Com o título “Ouvi dizer”, eis mais um conto da lavra de Totonho Laprovitera, arquiteto urbanista, escritor e artista plástico.
“A calúnia nunca se farta.” (Emanuel Wertheimer)
Confira:
Seu Zé e dona Maria, cheguem aqui um instantinho. Vou lhes contar uma história daquelas que andam por aí sem dono nem testemunha.
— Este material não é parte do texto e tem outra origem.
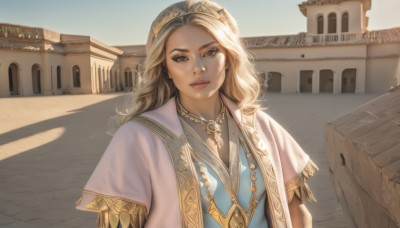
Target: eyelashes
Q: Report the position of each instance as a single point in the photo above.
(182, 58)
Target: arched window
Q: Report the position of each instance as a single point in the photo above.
(58, 77)
(320, 24)
(345, 22)
(36, 82)
(76, 76)
(332, 23)
(326, 81)
(349, 77)
(13, 79)
(274, 82)
(128, 77)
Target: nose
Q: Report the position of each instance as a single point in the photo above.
(199, 66)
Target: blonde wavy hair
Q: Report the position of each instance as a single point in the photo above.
(241, 83)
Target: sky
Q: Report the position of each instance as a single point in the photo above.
(127, 22)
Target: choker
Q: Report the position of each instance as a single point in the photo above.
(237, 216)
(212, 127)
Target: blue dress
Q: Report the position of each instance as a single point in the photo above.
(222, 178)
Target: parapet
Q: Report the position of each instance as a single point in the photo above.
(363, 150)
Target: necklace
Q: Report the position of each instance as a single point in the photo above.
(212, 127)
(237, 217)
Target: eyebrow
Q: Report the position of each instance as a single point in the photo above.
(186, 50)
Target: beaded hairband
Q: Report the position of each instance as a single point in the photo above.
(175, 12)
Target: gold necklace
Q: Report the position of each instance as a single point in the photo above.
(237, 217)
(212, 127)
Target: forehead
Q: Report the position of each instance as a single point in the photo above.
(189, 36)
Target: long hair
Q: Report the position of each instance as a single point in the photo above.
(241, 83)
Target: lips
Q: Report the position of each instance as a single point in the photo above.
(200, 82)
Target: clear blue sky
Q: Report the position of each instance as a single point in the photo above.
(125, 22)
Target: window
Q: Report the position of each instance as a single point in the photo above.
(320, 24)
(332, 23)
(76, 76)
(58, 77)
(128, 77)
(345, 22)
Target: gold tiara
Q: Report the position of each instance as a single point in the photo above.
(174, 12)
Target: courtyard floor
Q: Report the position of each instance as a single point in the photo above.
(50, 145)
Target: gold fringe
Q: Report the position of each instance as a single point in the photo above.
(298, 186)
(114, 211)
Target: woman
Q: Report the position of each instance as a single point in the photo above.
(197, 151)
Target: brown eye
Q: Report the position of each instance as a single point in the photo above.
(179, 58)
(211, 52)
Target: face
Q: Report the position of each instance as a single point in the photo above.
(196, 62)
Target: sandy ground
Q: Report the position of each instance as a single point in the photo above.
(50, 145)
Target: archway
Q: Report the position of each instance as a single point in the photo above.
(13, 79)
(349, 81)
(306, 81)
(128, 78)
(274, 82)
(36, 81)
(326, 81)
(76, 76)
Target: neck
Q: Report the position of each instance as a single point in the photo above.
(208, 108)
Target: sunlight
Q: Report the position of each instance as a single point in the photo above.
(26, 144)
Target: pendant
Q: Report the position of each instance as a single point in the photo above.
(236, 217)
(212, 127)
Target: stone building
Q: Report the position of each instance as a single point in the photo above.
(337, 54)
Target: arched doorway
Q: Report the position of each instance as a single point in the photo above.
(36, 82)
(274, 82)
(100, 80)
(13, 79)
(306, 81)
(128, 78)
(76, 76)
(349, 81)
(326, 81)
(320, 24)
(332, 23)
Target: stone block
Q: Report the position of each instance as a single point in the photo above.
(363, 151)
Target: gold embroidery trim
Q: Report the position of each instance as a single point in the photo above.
(114, 211)
(276, 213)
(298, 186)
(187, 184)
Não sei se aconteceu, se não aconteceu ou se aconteceu pela metade. Só sei que ouvi dizer. E, quando uma conversa começa assim, o melhor é escutar com um ouvido e desconfiar com o outro.
Eu ouvi dizer, mas não me perguntem quem foi que disse. Também nem lembro onde ouvi. Só sei que alguém comentou com alguém, que contou para outro alguém, e a história foi ganhando o mundo. Diziam que o caso era sério. Muito sério.
Daqui a pouco apareceu um sujeito afirmando que tinha visto tudo. Ou quase tudo. Talvez tivesse apenas ouvido falar. Talvez nem isso. Mas falava com tanta convicção que parecia testemunha de cartório.
Não demorou para surgir outra versão. Um cidadão garantiu que nada tinha acontecido daquele jeito. Teria sido diferente. Como diferente? Ninguém soube explicar. O curioso é que todo mundo tinha certeza de uma história que ninguém conhecia direito.
E disseram mais. Que fulano – ou seria sicrano? – sabia de tudo desde o começo. Mas, por precaução, resolveu não abrir a boca. Ou abriu só um tiquinho. Ou contou para beltrano. Ou falou para a pessoa errada. Ou, quem sabe, não falou nada.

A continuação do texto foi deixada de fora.